It’s often suggested that we live in more selfish, individualistic times than ever before. Yet look around.  I see more examples of people coming together to fight a cause than ever took place in a so-called gilded age of community ‘when we were young’. Technology may well be the enabler, but people with common purpose are the driving force that is changing and challenging our great institutions from politics to health and media to finance. Co-operate to compete. Welcome to the ‘we’ generation.

At Forster, collaboration is one of our core values – it’s fundamental to how we think and work. It’s how we view our client relationships. We’re great connectors and networkers – a bit like a dating agency in that respect! We love working in partnership. We like making the connections. It’s much better together. We know it works.

We’ve all become very familiar with the power of collective voice. Politicians used to engaging with the public every five years now have to sit up and listen every five minutes. From Give More to 38 Degrees and WAGGGS to WSPA, Forster has been helping organisations plan and execute their communication strategies to truly engage and make the most of target audiences.

Forster often works directly with the public, in connection with our clients. With our new client, the Canal and River Trust, we’re running a London Towpaths campaign to encourage cyclists to be more thoughtful/respectful of other canal path users. It’s all about encouraging respect and shared use. For the London Cycling Campaign, we’ve promoted ‘Go Dutch’ –  again focusing on shared space. The idea is that all road users have equal priority.

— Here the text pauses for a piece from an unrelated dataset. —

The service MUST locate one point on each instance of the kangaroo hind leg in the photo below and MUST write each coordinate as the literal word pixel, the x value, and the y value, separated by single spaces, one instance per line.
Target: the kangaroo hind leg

The goal is not just the improvement of road safety, but greater thoughtfulness, inclusivity.

We constantly seek out collaboration with organisations like Media Trust, with whom we launched Newsnet – an online community where citizen journalists and community reporters can learn, share and network.

The greatest changes are coming through such partnership working. Forster worked with the DCLG to help 15 neighbourhood partnerships develop and deliver plans for behaviour change campaigns to encourage teenagers to raise their aspirations and reach their potential. We facilitated community panels to test some research findings. All 15 neighbourhood partnerships received funding for their campaigns, and most believed their activities positively influenced young people. Our ‘Inspiring Communities, Changing Behaviour’ toolkit now helps DCLG support other communities in similar outreach programmes.

People can and must work together like this to find and form new ways of living with the realities of today. We are here to experiment, explore, create and deliver on expectations to make greater collaboration a reality for organisations who want to see positive social change.

That’s the one truly great thing about tough times – people coming together for common good. That makes me more optimistic than ever.